Finding Solutions for Growing Businesses


COMMERCIAL LOANS

SOURCES OF FINANCING
You have a number of alternatives available to you for business financing. Some of these alternatives are lenders ("debt financing"); others are investors who will own a part of your business to a greater or lesser extent ('equity financing"). These two sources have different advantages and disadvantages. Some sources offer one of these types of financing, some other both. Carefully consider your options when examining your financial needs. The following is an overview of the most common sources of financing.

BANKS, SAVINGS and LOANS and OTHER FINANCIAL INSTITUTIONS

The majority of business financing is done by commercial banks and similar institutions. These institutions provide debt financing. They use their depositors' money to make these loans, and must repay their depositors. They are therefore, generally limited to lower-risk loans.

COMMUNITY DEVELOPMENT CORPORATIONS (CDC's)

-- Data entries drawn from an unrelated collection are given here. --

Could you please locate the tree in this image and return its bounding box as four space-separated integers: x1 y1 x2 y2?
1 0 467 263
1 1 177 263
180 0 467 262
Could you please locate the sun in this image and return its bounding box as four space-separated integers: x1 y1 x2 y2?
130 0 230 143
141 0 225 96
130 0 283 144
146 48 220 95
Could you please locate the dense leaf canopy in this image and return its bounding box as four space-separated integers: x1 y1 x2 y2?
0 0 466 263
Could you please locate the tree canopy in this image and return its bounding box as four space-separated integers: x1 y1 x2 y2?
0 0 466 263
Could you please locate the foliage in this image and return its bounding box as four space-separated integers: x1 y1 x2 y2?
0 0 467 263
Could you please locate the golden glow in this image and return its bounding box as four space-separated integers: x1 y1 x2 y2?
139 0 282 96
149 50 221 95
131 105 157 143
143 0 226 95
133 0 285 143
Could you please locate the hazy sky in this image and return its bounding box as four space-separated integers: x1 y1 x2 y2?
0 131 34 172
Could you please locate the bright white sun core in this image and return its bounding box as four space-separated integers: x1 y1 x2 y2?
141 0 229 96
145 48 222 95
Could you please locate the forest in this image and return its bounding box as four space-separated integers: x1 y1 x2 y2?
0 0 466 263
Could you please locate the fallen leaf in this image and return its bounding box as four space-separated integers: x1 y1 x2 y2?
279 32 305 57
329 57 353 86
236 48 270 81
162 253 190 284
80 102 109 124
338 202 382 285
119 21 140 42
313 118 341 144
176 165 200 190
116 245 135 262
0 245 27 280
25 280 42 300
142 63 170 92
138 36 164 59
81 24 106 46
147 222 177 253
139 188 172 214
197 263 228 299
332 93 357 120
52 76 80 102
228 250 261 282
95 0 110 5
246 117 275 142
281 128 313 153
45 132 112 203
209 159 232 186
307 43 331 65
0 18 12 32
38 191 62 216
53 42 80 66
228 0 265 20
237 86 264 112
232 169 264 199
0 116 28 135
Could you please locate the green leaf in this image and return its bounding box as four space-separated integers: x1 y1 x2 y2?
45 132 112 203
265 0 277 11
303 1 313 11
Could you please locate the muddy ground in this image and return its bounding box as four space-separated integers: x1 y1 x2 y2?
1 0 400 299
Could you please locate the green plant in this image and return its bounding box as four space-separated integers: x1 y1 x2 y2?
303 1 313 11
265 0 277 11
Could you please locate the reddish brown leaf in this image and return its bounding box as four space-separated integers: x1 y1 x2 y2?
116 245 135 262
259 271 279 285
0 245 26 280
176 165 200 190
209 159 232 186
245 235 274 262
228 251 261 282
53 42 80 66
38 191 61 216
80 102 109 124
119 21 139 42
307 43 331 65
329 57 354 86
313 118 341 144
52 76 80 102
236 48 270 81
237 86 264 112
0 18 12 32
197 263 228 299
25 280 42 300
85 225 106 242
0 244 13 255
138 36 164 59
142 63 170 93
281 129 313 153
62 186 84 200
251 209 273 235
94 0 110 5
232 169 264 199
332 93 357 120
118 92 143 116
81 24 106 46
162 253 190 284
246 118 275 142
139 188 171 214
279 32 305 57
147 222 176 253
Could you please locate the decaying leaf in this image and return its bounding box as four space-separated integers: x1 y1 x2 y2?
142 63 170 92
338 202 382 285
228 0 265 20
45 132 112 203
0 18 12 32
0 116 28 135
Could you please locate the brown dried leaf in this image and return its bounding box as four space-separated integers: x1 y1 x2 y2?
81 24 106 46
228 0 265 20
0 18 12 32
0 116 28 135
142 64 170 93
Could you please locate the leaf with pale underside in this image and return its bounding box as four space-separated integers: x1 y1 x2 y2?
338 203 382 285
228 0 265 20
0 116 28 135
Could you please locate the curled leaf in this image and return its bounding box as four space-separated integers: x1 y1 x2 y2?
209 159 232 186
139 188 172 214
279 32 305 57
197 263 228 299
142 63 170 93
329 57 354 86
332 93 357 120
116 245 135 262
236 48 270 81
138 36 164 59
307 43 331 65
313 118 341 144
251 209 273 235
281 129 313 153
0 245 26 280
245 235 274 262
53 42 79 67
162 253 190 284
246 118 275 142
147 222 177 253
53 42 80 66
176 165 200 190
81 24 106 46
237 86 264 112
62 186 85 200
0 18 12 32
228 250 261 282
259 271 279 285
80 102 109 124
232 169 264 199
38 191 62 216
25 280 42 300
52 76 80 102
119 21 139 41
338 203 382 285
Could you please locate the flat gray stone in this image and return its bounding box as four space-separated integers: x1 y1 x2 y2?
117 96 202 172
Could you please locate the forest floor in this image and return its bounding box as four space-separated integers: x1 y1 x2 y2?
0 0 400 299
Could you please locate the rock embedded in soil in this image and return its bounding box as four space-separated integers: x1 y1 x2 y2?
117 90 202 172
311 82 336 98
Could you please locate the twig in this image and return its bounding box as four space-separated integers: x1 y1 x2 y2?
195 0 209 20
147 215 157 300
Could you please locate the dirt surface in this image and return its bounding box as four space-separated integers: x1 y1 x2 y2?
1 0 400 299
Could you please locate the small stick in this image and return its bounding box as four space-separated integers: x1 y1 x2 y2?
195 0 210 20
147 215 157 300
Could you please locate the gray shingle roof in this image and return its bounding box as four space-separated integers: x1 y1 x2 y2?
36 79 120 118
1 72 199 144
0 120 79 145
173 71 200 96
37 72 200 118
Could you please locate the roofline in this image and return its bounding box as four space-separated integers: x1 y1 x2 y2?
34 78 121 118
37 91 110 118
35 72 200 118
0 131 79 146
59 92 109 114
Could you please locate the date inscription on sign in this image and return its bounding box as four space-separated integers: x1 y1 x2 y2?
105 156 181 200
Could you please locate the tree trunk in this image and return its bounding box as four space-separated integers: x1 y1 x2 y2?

CDC's are wholly owned subsidiaries of one or more banks. They provide debt or equity financing for a variety of purposes, such as housing projects and small businesses. The financing is generally done with the assistance of a community organization.

VENTURE CAPITALISTS

Venture capitalists provide equity financing; they invest in your business and will become co-owners with you. They will frequently take an active part in the management in your company. They may even ask for a controlling interest in your business. Venture capitalists look for a high return on their investment (generally several hundred percent) over a relatively short time period (usually three to five years). After this period of time they expect their interest in your business to be purchased by you or other investors. Minimum investments vary, but are typically in the $500,000 to $1,000,000 range.

SEED CAPITAL FUNDS

Seed capital funds are private venture capital firms specifically targeted to small business start-ups. As such, their minimum investments are desired rate of return are generally significantly lower than those of traditional venture capitalists.

BUSINESS and INDUSTRIAL DEVELOPMENT CORPORATIONS (BIDCOs)

BIDCOs are designed to fill the gap between banks (low-risk lenders) and venture capitalists (high-risk lenders). They are private firms which can provide either debt or equity financing.